Pine Bush Central School District is a school district in Pine Bush, New York, United States, and spans all of the Town of Crawford and includes part of six other townships in Orange, Sullivan, and Ulster counties. It was established in 1938. For the 2021–2022 school year, the district approved a budget of $125.8 million and currently enrolls just under 5,000 students.

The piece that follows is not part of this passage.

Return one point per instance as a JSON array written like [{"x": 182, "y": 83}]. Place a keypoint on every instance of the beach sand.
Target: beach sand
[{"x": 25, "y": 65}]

The school district has been named as a defendant in a lawsuit filed in March 2012 by three families alleging inaction following accusations of antisemitism and the resultant creation of a hostile learning environment.

== Schools ==
The district has 7 schools.

- Pine Bush
  - E. J. Russell Elementary School
  - Pine Bush Elementary School
  - Crispell Middle School
  - Pine Bush High School
- Circleville:
  - Circleville Elementary School
  - Circleville Middle School
  - Pakanasink Elementary School

== Towns ==
- Orange County, New York
  - Town of Crawford
  - Town of Montgomery
  - Town of Mount Hope
  - Town of Wallkill
- Sullivan County
  - Town of Mamakating
- Ulster County
  - Town of Gardiner
  - Town of Shawangunk

==Antisemitism lawsuit==
On November 8, 2013, The New York Times ran a front-page story that detailed allegations of antisemitic bullying in the Pine Bush Central School District and a related lawsuit by the parents of three district students. There were students known to have a good relationship with the teachers and performed antisemitic rituals almost every day after school. In an earlier Times article, Philip G. Steinberg, the district's superintendent from 2008 to 2013, who, as well as two other administrators named as defendants, is Jewish, described the lawsuit as a "money grab." In the days following the Times coverage hundreds of people protested against "its portrayal of Pine Bush as a bigoted, biased community." The United States Attorney for the Southern District of New York issued a statement in support of the plaintiffs in January 2014. Following a five-month long state police investigation, the Orange County District Attorney's Office announced in September, 2014, that no criminal charges would be filed against any children and "the investigation revealed no evidence that any school official had engaged in any criminal conduct." On November 4, 2014, Federal District Court Judge Kenneth M. Karas, presiding in White Plains, New York, denied a defense motion to dismiss the case brought on behalf of three of the five children included in the complaint. In 2015 the school district filed a settlement agreement that required them to pay $2.9 million to the five plaintiffs. School officials additionally were required to undergo training to respond to antisemitic incidents.